"Several months ago I was meeting with a Director of Marketing Operations and we were reviewing their corporate lead qualification process," says Carlos Hidalgo in a post at the Annuitas Group blog. "As he explained how they qualify leads, I asked him if sales and marketing agreed on the definition of a lead."

The executive didn't just respond in the affirmative, he provided a document with a number of agreed-upon definitions. The apparent progress impressed Hidalgo—until his next meeting with the company's Director of Inside Sales. "During the course of that conversation," he notes, "I made mention of the shared lead definitions that they had developed together with marketing. He responded with 'What definitions?'"

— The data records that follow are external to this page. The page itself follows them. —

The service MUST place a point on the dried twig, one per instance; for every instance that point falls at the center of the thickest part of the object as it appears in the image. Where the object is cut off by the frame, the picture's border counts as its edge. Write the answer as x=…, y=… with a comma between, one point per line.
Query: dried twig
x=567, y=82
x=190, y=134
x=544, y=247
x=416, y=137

According to Hidalgo, the disconnect between Marketing and Sales isn't uncommon, and produces an all-too-familiar situation:

  • Marketing uses its view of the world to qualify leads.
  • Sales rejects the leads, saying they aren't actually qualified.

To avoid this counterproductive cycle, Hidalgo recommends the creation of a Lead Qualification Model in which Sales and Marketing work together to:

  • Define terms related to all phases of the buying cycle. For instance: inquiry, response, lead, prospect, Marketing-qualified lead, Sales-qualified lead and closed deal.
  • Develop a profile of the ideal customer. "Criteria such as size, location, industry, audience, etc. should be identified and documented," notes Hidalgo.
  • Determine the criteria used for lead qualification. "The objective is to create standards that will allow everyone in the organization to identify when a lead should be qualified for routing to sales, which leads should be nurtured and which leads should be discarded."